Clarifying the specific advantages and clinical contexts of different therapies may assist clinicians in making personalized and staged treatment decisions. For patients who do not respond to SOC, priority should be given to SC, AMT, or LLLT. In particular, SC and AMT are more suitable for severe or refractory DFUs, such as neuroischemic ulcers, and can rapidly improve the wound surface in the early stages, whereas LLLT is better suited for outpatient clinics or resource-limited settings due to its high safety profile, relatively low cost, and ability to accelerate wound healing. Additionally, HBOT and ESWT demonstrate greater effectiveness in follow-up periods exceeding 12 weeks. HBOT can provide effective microcirculatory improvement for chronic ischemic ulcers, whereas ESWT is beneficial for patients with more severe fibrosis. However, advanced technologies such as SC, AMT, and HBOT require substantial investment in cost, equipment, and patient compliance, and their clinical application must be tailored to available medical resources and individual patient conditions to support comprehensive decision-making.
Study limitation
The main limitation of this study is the lack of detailed classification of ulcer types.
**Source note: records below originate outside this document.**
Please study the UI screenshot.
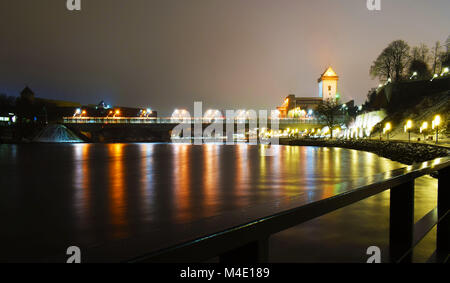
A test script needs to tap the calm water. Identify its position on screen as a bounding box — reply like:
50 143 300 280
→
0 144 435 261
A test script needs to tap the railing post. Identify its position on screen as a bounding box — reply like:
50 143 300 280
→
436 167 450 262
389 180 414 262
220 237 269 263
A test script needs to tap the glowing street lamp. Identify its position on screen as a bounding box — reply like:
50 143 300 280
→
405 120 412 142
420 122 428 141
73 108 81 117
432 115 441 143
383 122 392 140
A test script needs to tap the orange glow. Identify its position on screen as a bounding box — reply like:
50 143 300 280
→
108 144 128 238
173 144 193 222
203 144 220 216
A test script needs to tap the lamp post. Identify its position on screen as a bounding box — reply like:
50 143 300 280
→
432 115 441 144
420 122 428 142
405 120 412 142
383 122 392 140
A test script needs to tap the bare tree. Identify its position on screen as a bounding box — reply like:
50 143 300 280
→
370 40 410 81
411 43 430 63
431 41 442 74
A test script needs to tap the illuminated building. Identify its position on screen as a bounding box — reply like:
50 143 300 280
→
277 67 339 118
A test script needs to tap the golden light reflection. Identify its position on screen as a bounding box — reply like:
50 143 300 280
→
236 144 249 207
74 144 91 231
203 144 220 217
140 144 155 221
173 144 194 222
108 144 128 238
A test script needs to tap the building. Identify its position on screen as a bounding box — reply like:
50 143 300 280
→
317 67 339 100
277 67 339 118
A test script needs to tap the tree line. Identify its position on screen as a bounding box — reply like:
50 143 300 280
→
370 36 450 82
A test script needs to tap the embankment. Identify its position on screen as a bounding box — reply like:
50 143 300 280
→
287 139 450 165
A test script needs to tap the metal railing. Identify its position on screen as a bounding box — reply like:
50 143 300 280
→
110 157 450 262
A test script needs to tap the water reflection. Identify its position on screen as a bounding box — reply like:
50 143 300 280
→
73 144 91 231
4 144 429 262
107 144 128 238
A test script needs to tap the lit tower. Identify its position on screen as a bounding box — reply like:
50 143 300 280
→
318 67 339 100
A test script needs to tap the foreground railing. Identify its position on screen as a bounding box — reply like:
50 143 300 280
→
82 157 450 262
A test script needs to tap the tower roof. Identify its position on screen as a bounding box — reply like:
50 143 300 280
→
318 66 339 82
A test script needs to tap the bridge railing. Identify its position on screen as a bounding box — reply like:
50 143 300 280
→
111 157 450 262
63 117 320 125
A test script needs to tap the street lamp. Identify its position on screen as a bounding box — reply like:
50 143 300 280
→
432 115 441 143
405 120 412 142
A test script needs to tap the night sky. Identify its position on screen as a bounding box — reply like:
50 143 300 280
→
0 0 450 115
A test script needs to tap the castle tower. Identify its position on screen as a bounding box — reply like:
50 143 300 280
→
318 67 339 100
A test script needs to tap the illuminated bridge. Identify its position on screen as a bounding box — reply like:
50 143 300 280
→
63 117 324 142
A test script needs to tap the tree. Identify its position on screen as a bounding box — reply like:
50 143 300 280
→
317 99 342 138
408 59 431 80
411 43 430 63
370 40 410 81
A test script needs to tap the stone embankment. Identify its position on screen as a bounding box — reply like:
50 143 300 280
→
288 139 450 165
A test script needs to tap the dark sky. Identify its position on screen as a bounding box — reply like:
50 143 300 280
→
0 0 450 114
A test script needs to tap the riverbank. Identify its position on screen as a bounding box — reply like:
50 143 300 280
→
282 139 450 165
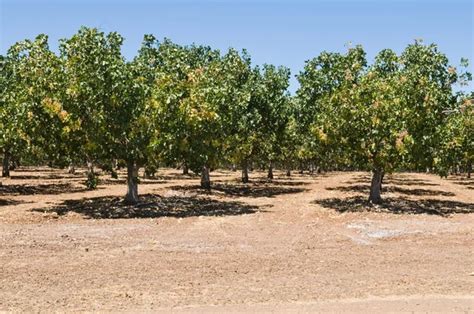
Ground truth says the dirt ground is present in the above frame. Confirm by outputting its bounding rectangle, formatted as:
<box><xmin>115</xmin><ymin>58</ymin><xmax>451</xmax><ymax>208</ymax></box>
<box><xmin>0</xmin><ymin>168</ymin><xmax>474</xmax><ymax>313</ymax></box>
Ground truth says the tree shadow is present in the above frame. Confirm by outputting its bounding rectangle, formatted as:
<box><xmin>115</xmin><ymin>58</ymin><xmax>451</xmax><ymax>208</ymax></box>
<box><xmin>346</xmin><ymin>177</ymin><xmax>439</xmax><ymax>186</ymax></box>
<box><xmin>326</xmin><ymin>184</ymin><xmax>456</xmax><ymax>196</ymax></box>
<box><xmin>0</xmin><ymin>183</ymin><xmax>87</xmax><ymax>195</ymax></box>
<box><xmin>448</xmin><ymin>178</ymin><xmax>474</xmax><ymax>190</ymax></box>
<box><xmin>99</xmin><ymin>177</ymin><xmax>166</xmax><ymax>185</ymax></box>
<box><xmin>170</xmin><ymin>182</ymin><xmax>307</xmax><ymax>197</ymax></box>
<box><xmin>10</xmin><ymin>174</ymin><xmax>82</xmax><ymax>180</ymax></box>
<box><xmin>312</xmin><ymin>196</ymin><xmax>474</xmax><ymax>216</ymax></box>
<box><xmin>213</xmin><ymin>178</ymin><xmax>310</xmax><ymax>186</ymax></box>
<box><xmin>32</xmin><ymin>194</ymin><xmax>261</xmax><ymax>219</ymax></box>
Most current RCTs do not provide detailed distinctions between different types of DFU (e.g., neuropathic, ischemic, or mixed) in their reports, thereby precluding subgroup comparisons based on ulcer type. Future clinical studies should improve the reporting of DFU types and conduct more detailed population stratification analyses to provide more precise evidence-based support for individualized treatment strategies.
Conclusion
In this NMA, we assessed 12 interventions for DFU, focusing on outcomes such as healing rate, wound healing times, PAR, and amputation rate. SC and AMT emerged as highly effective, significantly improving healing rate compared to PDGF, ES, and HBOT. SC was also associated with reduced amputation rate, while AMT significantly shortened wound healing time. LLLT exhibited considerable effectiveness in reducing ulcer areas. The therapeutic benefits of HBOT and ESWT appeared to be time-dependent, with greater effectiveness observed after 12 weeks. These results support a more individualized approach in treating DFU, where therapy selection can be customized based on specific treatment efficacies.